Skip to main content

Content Data app

The Content Data app summarises and displays key statistics on the performance of pages on www.gov.uk.

The app mostly relies on GA4 data and is populated via a scheduled query and table in BigQuery, detailed below.

Access

The Content Data app itself requires a Signon account to access.

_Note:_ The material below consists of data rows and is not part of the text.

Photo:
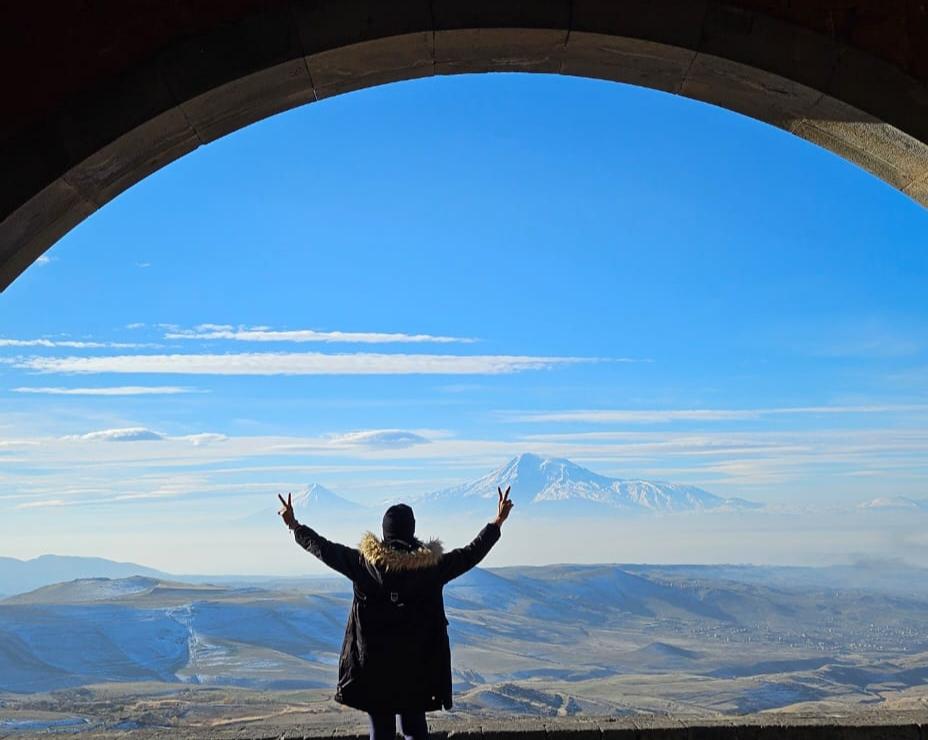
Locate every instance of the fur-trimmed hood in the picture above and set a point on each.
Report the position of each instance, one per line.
(379, 554)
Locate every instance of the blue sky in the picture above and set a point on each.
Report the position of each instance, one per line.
(400, 288)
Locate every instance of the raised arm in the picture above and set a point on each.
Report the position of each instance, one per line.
(345, 560)
(459, 561)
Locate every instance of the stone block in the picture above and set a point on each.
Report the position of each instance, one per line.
(371, 63)
(248, 99)
(621, 59)
(882, 90)
(510, 729)
(125, 104)
(31, 161)
(260, 41)
(918, 191)
(135, 155)
(324, 25)
(490, 14)
(673, 22)
(36, 225)
(769, 44)
(748, 90)
(499, 50)
(877, 147)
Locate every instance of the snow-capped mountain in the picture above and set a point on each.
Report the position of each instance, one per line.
(558, 484)
(317, 497)
(309, 504)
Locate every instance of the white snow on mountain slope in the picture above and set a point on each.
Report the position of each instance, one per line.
(549, 481)
(316, 496)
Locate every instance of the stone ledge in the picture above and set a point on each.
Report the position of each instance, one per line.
(851, 726)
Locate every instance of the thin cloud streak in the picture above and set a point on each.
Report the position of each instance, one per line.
(646, 416)
(122, 390)
(294, 363)
(265, 334)
(70, 344)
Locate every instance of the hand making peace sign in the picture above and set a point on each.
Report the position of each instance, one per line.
(287, 512)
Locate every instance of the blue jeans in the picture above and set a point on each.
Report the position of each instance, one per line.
(413, 725)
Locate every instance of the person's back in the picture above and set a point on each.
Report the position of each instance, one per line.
(396, 657)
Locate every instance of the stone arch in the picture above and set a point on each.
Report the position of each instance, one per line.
(102, 95)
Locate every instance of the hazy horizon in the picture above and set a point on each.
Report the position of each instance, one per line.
(397, 290)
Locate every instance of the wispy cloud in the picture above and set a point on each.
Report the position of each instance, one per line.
(69, 344)
(645, 416)
(121, 390)
(204, 438)
(266, 334)
(130, 434)
(391, 439)
(296, 363)
(43, 503)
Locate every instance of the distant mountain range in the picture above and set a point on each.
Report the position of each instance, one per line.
(17, 576)
(559, 486)
(561, 623)
(896, 503)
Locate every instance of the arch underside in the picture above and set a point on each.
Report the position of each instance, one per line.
(195, 91)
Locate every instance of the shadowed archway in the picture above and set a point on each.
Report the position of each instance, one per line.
(101, 95)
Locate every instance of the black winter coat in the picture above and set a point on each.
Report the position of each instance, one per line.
(396, 656)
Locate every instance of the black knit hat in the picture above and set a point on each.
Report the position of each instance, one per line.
(399, 524)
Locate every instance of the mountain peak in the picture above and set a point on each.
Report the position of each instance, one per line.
(550, 480)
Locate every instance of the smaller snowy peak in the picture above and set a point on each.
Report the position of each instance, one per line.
(895, 503)
(83, 590)
(316, 494)
(317, 497)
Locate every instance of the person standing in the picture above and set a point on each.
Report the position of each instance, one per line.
(396, 657)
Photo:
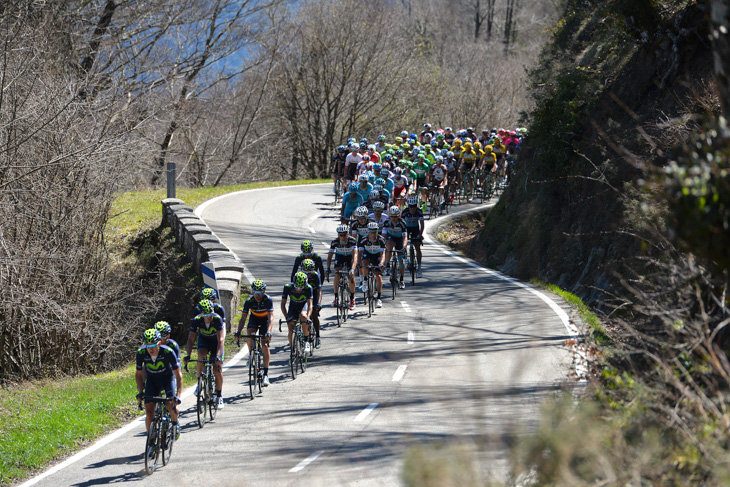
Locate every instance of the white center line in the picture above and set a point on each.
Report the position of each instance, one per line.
(364, 413)
(399, 373)
(306, 461)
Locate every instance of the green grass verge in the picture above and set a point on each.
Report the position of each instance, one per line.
(133, 211)
(585, 313)
(43, 421)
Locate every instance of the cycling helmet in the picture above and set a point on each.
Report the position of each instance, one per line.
(209, 293)
(164, 328)
(300, 280)
(152, 336)
(308, 265)
(206, 307)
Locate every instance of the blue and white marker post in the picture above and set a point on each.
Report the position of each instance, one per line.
(208, 271)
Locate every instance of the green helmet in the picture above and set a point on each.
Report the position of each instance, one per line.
(300, 280)
(209, 293)
(152, 336)
(164, 328)
(308, 265)
(206, 307)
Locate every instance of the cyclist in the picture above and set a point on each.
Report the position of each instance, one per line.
(299, 295)
(377, 215)
(350, 202)
(211, 295)
(165, 331)
(343, 248)
(371, 249)
(412, 216)
(156, 367)
(308, 253)
(439, 176)
(309, 268)
(397, 237)
(211, 332)
(351, 162)
(261, 307)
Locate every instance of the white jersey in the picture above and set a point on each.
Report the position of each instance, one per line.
(381, 222)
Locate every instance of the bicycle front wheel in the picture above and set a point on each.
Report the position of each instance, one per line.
(151, 448)
(167, 441)
(201, 402)
(252, 374)
(212, 399)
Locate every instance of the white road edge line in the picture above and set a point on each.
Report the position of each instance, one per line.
(364, 413)
(399, 373)
(306, 461)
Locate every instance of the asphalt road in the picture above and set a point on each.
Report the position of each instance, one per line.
(463, 357)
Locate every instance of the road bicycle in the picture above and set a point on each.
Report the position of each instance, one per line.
(297, 355)
(412, 264)
(206, 401)
(343, 297)
(255, 365)
(160, 438)
(369, 293)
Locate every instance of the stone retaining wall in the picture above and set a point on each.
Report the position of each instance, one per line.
(202, 245)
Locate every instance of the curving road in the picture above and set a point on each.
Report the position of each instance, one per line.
(464, 356)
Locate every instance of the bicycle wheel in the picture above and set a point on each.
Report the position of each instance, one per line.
(212, 399)
(412, 264)
(201, 402)
(293, 355)
(302, 354)
(150, 461)
(166, 435)
(252, 374)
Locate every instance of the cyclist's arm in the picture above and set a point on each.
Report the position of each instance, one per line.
(221, 338)
(283, 305)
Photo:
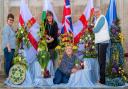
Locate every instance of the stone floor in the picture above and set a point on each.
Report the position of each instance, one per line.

The data which populates the Content data app is stored in BigQuery in the govuk-content-data project. Access to this project and dataset is currently limited to individuals that are working on the project.

Location

The table directly connected to the tool can be found in BigQuery under the data set govuk-content-data.ga4.GA4 dataform. This table can be found in BigQuery under the data set govuk-content-data.ga4.ga4_two_years.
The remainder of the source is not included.